I did this all through my childhood. I stopped when I got to my early twenties, no idea why. The interesting thing is, I have realised that my Dd has been doing it too - she is 12. I always knew she had a strong imagination, but she confessed to me the other day, that the reason she didn't make friends throughout primary school, was because she chose to 'canter' around the playground daydreaming during every playtime. She actively pushed other kids away, because she wanted to be by herself. I had never been able to understand why she struggled so much to make friends and it makes me sad to think she probably could have. Now, she is at secondary she is still having difficulty making friends but is trying so hard. She still daydreams, while listening to her headphones, but now I know how much it can control her, we will be making sure it doesn't take her 'real' life over.

Looking at it from my perspective, I did it to escape a fairly difficult childhood. I saw it as having a holiday from 'being me' - a means of turning off difficult emotions and escaping to somewhere more pleasant and easy. The problem was, I didn't really engage in real life, and am now finding some aspects of being a grown-up quite challenging.

OP, I think it shouldn't really be a problem if you let yourself acknowledge that real life has to take priority over the daydreaming. Maybe have a set time of day when you allow yourself to do it, but try and keep it compartmentalised, if you see what I mean?

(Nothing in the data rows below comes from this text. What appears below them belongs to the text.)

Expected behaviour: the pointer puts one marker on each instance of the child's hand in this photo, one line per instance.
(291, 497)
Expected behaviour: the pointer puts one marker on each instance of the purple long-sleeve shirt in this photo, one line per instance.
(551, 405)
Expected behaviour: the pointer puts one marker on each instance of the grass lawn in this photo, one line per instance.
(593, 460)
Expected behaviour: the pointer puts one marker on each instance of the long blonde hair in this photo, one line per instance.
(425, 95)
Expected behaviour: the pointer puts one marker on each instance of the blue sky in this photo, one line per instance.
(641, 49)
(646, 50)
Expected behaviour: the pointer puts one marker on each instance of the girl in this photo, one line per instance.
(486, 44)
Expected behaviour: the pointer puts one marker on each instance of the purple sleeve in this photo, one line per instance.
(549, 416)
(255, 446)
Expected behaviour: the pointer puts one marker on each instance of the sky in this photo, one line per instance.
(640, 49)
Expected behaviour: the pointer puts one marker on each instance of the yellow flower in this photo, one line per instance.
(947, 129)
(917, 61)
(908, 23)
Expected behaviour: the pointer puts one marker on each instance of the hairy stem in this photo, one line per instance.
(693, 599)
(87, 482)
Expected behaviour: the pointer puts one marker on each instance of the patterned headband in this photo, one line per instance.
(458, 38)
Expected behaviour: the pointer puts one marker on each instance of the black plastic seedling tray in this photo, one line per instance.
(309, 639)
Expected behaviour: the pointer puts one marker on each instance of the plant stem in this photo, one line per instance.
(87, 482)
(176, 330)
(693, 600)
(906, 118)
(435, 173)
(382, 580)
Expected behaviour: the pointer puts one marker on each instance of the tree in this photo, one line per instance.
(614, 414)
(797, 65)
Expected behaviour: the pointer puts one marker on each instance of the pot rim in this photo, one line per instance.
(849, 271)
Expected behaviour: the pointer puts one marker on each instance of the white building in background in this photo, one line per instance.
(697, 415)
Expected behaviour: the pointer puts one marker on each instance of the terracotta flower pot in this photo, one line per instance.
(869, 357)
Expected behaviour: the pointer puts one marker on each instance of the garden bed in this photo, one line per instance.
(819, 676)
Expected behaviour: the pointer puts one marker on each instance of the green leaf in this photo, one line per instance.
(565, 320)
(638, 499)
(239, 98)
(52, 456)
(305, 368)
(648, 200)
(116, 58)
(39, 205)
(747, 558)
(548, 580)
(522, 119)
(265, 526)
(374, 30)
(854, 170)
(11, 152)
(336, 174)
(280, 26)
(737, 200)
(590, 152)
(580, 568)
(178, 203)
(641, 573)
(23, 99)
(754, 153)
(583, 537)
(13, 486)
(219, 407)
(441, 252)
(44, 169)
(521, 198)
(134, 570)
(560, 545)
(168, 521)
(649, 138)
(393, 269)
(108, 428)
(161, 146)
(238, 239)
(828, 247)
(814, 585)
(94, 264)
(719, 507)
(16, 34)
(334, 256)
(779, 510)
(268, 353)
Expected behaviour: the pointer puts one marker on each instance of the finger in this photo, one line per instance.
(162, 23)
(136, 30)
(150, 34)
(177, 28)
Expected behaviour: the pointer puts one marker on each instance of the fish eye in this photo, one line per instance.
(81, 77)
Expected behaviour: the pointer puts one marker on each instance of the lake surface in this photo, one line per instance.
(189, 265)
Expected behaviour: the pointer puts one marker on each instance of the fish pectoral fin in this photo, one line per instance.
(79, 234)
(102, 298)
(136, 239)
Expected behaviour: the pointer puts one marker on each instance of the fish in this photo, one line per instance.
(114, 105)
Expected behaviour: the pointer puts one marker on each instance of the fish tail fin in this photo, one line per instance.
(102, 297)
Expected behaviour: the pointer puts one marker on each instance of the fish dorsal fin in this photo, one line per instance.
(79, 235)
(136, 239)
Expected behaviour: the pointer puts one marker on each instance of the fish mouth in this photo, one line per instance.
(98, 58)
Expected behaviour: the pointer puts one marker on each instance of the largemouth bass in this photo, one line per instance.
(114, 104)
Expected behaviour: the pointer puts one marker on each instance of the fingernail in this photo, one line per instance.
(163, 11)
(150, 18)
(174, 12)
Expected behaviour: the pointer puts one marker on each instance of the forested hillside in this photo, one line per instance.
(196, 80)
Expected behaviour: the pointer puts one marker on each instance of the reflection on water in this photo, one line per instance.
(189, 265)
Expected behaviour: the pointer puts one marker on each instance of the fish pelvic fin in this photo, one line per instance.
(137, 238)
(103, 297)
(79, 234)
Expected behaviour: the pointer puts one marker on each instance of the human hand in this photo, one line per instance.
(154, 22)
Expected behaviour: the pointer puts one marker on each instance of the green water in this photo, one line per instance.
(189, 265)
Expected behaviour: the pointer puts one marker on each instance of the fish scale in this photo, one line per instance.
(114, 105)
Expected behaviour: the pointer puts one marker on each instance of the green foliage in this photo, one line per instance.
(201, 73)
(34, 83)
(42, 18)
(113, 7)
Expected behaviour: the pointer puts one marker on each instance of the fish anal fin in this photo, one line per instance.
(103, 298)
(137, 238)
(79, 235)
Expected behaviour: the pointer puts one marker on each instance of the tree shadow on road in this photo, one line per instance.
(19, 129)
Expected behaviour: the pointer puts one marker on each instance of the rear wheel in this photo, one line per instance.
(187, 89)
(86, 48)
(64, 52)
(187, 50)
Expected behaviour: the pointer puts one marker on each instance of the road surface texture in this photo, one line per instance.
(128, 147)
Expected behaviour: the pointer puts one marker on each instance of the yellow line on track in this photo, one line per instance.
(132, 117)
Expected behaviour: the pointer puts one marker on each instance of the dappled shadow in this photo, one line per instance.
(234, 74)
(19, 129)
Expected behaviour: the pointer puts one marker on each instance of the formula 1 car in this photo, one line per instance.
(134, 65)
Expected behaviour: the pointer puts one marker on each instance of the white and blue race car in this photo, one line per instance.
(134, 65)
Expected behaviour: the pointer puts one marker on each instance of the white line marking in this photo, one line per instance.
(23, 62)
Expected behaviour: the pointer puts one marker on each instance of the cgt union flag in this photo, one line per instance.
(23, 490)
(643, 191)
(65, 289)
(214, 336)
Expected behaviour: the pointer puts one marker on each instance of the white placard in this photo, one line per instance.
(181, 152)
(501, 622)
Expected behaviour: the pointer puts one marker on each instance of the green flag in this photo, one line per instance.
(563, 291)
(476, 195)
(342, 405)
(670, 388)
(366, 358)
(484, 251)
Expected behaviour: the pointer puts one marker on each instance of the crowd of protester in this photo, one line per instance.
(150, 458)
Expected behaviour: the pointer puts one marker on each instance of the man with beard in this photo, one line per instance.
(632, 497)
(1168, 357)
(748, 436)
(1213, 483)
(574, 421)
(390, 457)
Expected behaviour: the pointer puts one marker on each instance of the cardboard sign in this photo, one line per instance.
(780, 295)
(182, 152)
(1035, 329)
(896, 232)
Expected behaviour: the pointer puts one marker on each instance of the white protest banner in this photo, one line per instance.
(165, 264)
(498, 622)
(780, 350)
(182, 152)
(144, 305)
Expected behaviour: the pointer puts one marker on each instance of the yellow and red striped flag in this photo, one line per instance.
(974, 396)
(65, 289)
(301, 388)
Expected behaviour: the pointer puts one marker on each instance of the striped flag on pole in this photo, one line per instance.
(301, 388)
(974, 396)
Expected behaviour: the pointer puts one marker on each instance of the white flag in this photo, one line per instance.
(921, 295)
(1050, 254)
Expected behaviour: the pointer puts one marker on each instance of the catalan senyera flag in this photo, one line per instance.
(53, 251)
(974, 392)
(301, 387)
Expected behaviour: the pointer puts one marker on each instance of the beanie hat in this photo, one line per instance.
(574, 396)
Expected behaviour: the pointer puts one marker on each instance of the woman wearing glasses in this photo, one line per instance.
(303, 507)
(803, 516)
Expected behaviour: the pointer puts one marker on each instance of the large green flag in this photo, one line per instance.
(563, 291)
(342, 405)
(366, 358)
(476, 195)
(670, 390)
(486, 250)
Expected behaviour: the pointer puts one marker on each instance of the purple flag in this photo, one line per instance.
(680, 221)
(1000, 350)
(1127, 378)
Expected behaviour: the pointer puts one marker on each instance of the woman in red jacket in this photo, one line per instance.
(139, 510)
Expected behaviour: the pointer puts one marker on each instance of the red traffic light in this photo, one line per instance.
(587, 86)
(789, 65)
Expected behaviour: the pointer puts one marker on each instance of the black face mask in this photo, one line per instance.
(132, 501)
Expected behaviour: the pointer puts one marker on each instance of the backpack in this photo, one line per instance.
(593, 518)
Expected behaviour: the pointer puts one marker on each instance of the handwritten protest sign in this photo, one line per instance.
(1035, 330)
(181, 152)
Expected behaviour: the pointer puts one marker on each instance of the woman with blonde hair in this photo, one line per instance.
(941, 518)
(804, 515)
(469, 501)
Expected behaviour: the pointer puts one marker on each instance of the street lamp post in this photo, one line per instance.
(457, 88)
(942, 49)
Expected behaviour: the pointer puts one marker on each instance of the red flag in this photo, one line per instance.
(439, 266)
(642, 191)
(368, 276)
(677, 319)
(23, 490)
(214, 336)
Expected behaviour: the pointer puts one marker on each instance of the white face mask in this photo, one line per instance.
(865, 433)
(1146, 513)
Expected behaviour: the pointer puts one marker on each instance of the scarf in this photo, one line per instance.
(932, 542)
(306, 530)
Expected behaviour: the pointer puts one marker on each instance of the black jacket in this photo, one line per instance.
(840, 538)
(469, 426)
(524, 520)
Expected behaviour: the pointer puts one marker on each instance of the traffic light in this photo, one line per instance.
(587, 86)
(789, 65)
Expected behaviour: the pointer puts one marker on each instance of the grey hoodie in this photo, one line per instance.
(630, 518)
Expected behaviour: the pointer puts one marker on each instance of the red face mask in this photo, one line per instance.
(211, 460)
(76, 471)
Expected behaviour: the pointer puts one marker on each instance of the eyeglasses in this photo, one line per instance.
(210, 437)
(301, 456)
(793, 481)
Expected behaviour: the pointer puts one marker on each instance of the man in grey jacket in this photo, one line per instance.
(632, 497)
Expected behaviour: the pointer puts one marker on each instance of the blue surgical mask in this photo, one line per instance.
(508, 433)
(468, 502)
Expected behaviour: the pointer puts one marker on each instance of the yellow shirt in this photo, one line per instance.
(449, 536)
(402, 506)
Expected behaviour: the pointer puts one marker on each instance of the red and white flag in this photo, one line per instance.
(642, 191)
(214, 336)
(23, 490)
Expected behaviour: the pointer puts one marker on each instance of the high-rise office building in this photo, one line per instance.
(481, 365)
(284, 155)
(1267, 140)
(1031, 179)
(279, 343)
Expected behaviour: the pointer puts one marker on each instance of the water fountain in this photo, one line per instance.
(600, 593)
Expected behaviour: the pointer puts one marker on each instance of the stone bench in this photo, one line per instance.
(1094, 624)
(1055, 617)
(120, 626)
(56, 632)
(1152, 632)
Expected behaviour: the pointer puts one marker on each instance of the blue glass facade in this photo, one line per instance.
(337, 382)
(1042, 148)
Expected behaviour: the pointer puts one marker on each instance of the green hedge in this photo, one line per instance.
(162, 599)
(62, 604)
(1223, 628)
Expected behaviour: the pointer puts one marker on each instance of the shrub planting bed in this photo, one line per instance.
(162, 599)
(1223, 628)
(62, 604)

badabing36 Wed 09-Nov-16 21:14:24

Yes I recognise this in myself, I try hard to reign it in now I'm a Mum and I don't really have that much time to anymore.

I've always been ashamed of how much I fantasise and daydream. I agree that when I was depressed I did it more. It's just a nice quick fix for you me problems, imagine some prefect future where you have everything you want or escape into a completely different fantasy world.

I realised a couple of years ago that I was never getting anything done in my actual life because whenever I was on my own I was in la la land.

It's really hard to stop yourself sometimes though.

LeafCollection Thu 10-Nov-16 21:44:17

Thank you for all the replies.

It's interesting that others have experienced this too. I feel it is edging towards unhealthy for me because it does stop me from doing everyday things. Also because I do it most when I feel down or things are difficult. I think I will have to make a conscientious effort to stop or like a pp said, make a set time. Sometimes I feel I am not living life to its full, just thinking about living it grin

Itisnoteasybeingdifferent Thu 10-Nov-16 22:07:30

I spend too much time in MN...

hopscotchegg Sun 13-Nov-16 19:05:06

I do this too! It is different to schizophrenia as it is not about having delusions or hallucinations. It can be a kind of dissociation.

Strummerville Tue 15-Nov-16 20:17:00

The obsessions you describe with TV shows, I can totally relate to. Totally. I get on a "kick" where I watch a show every night, a specific number of episodes, and spend my free time reading about the making of it, the actors, the characters, I follow links and fall down a hole of reading endless reviews and opinion pieces related to whatever it is I'm watching blush. Then when I finish it I feel bereft for a while before moving on to something else.

Some programmes I come back to repeatedly. I'll watch from the beginning for the second, third, fourth time. It's escapism and comfort, I think. I really look forward to sitting down to two episodes of whatever I'm on each night.

It may be ASD-related in my case.

margaritasbythesea Tue 15-Nov-16 20:23:34

I do something similar. I am torn between wondering as you do if it is depressive or whether it is a really great and safe way of relieving stress.